Long ago, cast iron was very popular in Australia. That is until the pieces began disapearing!    The smell of cooked wild grasses and shrubs permeated the air. People were thinking there HAD to be a connection! But nothing surfaced. But then, it was reported that Wallaroo, also known as Macropus robustus, were busting down doors and and breaking windows of spice shops. http://www.oaklandzoo.org/atoz/azwalaro.html
After awhile the locals decided to venture out and capture a glimpse of these animals to try to figure out the mystery. When they did, they saw the Wallaroo, 5 to 8 of them in a group cooking in their cast iron pots! Well the town folks decided to take back their cast iron! But the Wallaroo, unbenownsted to the people, had also stolen riffles!   
It was one of the bloodiest wars in Australia! 5 million men and women died along with 850 Wallaroo (they were great marksmen... and they jump... really high....). After that, the people of Australia vowed never to import or make cast iron pots and pans again!  :roll: 
But as of 2 months ago quiche pans have been disappearing at an alarming rate!!!   

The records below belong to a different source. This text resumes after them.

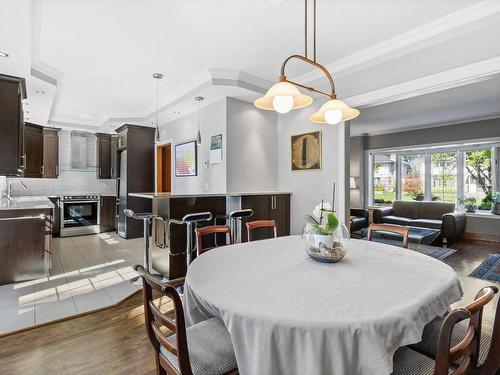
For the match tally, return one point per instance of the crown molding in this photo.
(464, 75)
(415, 39)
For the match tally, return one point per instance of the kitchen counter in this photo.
(26, 203)
(191, 195)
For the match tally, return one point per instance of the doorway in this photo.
(163, 168)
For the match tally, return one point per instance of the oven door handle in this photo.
(69, 202)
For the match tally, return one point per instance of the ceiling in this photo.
(93, 60)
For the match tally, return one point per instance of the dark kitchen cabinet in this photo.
(103, 155)
(33, 138)
(268, 207)
(12, 92)
(107, 213)
(56, 228)
(50, 165)
(114, 156)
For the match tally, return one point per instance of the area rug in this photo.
(489, 269)
(432, 251)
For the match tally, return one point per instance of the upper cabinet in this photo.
(106, 155)
(50, 167)
(33, 138)
(12, 92)
(42, 151)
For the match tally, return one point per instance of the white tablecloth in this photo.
(288, 314)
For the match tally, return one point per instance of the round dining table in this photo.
(289, 314)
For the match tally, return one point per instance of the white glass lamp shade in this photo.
(334, 111)
(283, 97)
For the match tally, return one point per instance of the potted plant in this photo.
(326, 237)
(495, 206)
(469, 203)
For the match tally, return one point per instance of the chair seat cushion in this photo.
(398, 220)
(410, 362)
(427, 223)
(210, 348)
(428, 345)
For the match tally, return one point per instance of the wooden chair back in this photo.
(399, 229)
(491, 364)
(156, 321)
(467, 350)
(211, 230)
(258, 224)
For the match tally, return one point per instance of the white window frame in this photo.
(428, 151)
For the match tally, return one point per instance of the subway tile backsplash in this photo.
(69, 181)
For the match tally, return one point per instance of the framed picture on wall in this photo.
(186, 159)
(306, 151)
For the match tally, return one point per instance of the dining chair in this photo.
(203, 348)
(487, 359)
(455, 358)
(211, 230)
(260, 224)
(399, 229)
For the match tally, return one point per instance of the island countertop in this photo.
(26, 203)
(148, 195)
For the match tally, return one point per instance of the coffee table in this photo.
(417, 236)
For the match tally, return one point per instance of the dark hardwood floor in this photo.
(114, 341)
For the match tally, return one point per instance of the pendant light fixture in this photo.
(285, 95)
(157, 77)
(199, 99)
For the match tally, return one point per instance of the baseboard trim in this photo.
(482, 237)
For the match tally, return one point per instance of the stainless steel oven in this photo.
(80, 214)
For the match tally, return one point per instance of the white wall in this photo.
(212, 122)
(252, 137)
(309, 187)
(69, 181)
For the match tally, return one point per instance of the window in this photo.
(440, 173)
(478, 176)
(444, 176)
(384, 175)
(413, 177)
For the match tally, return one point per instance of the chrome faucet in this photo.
(9, 188)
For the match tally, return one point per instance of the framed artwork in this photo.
(186, 159)
(306, 151)
(216, 149)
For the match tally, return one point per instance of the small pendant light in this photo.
(157, 77)
(199, 99)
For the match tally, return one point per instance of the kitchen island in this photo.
(25, 238)
(168, 247)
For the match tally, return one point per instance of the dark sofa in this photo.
(425, 214)
(359, 219)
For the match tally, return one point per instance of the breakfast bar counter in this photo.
(168, 243)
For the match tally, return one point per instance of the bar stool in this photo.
(191, 221)
(146, 217)
(233, 218)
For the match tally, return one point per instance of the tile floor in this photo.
(87, 273)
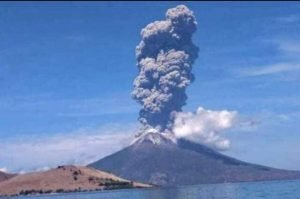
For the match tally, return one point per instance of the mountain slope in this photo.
(64, 179)
(5, 176)
(166, 163)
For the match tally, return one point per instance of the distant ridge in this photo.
(5, 176)
(165, 163)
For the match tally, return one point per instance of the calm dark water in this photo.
(268, 190)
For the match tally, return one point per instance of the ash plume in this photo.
(165, 57)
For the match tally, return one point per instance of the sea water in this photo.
(268, 190)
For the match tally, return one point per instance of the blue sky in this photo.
(66, 69)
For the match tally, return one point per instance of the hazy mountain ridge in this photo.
(5, 176)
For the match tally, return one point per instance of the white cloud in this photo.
(205, 127)
(80, 147)
(289, 46)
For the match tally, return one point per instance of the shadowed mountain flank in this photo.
(166, 163)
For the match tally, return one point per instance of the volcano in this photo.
(158, 160)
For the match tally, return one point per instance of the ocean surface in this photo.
(269, 190)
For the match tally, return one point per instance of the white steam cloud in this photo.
(205, 127)
(165, 57)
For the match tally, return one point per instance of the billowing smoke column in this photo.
(165, 57)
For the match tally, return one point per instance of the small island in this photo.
(64, 179)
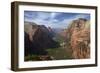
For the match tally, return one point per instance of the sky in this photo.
(53, 19)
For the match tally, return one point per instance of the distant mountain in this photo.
(37, 39)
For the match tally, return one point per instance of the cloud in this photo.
(52, 19)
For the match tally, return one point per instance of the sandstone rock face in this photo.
(80, 39)
(37, 38)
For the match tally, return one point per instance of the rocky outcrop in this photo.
(37, 39)
(80, 38)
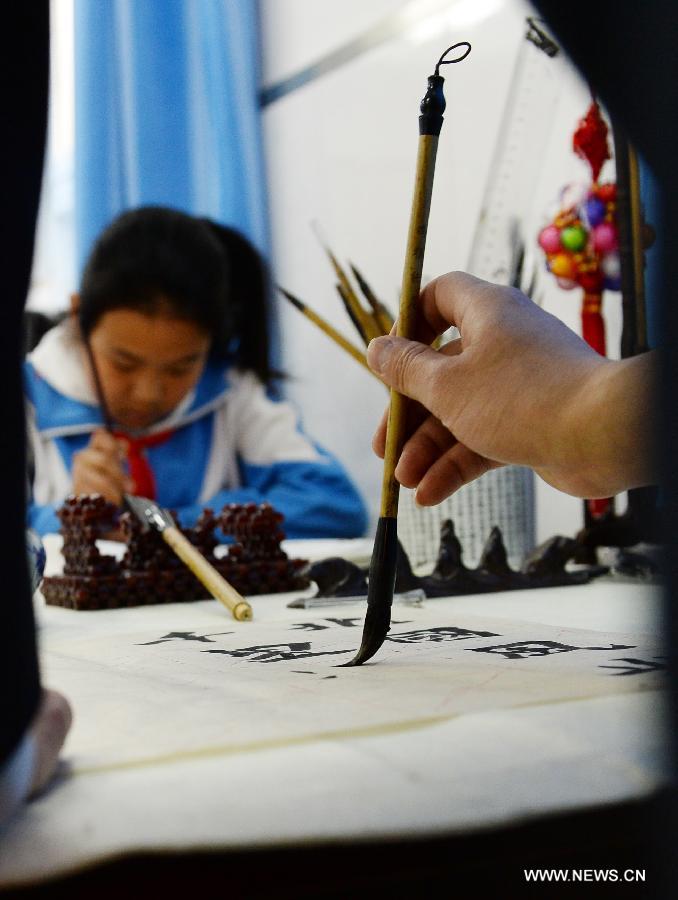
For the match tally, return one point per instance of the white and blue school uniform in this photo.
(230, 444)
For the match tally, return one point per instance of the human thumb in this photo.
(408, 367)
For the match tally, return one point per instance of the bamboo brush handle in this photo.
(407, 315)
(205, 572)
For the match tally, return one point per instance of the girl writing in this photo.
(172, 317)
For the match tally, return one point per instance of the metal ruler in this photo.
(498, 247)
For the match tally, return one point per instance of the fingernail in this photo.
(378, 353)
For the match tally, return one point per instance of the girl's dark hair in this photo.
(154, 257)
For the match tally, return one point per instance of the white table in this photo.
(192, 730)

So.... thats why its VERY hard to find cast iron in Australia.


----------



## lindatooo (Apr 28, 2004)

Oh Sushi!      Thank you for clearing up yet another mystery of life!


----------



## LMJ (Apr 28, 2004)

*dies laughing*


----------



## kyles (May 1, 2004)

I love Sushi's story, that's just wonderful! I'd never even heard of a wallaroo and I lived in Australia for 30 years!

I think the cast iron might be a bit of a cultural cringe thing. Aussies tend to be a bit susceptible to shunning items that are old fashioned, eschewing them for the trendiest thing available. For example, the white enamel plates and bowls and cups that bushies used to use, and pie dishes in the same material - these have become as rare as hens teeth, again only really obtainable in camping stores. 

You can certainly buy cast iron easily (and surprisingly cheaply) in camping stores, as previously suggested. I used to get mine in Allgoods in Launceston.. (Wallaroos don't live in Tasmania, so don't worry you are quite safe)


----------



## Clouds (May 28, 2004)

Hi shalmanese,

You can buy cast iron pans and grills online from an Australian site:

http://www.grangerscampingworld.com

They are a camping store based in Victoria.


----------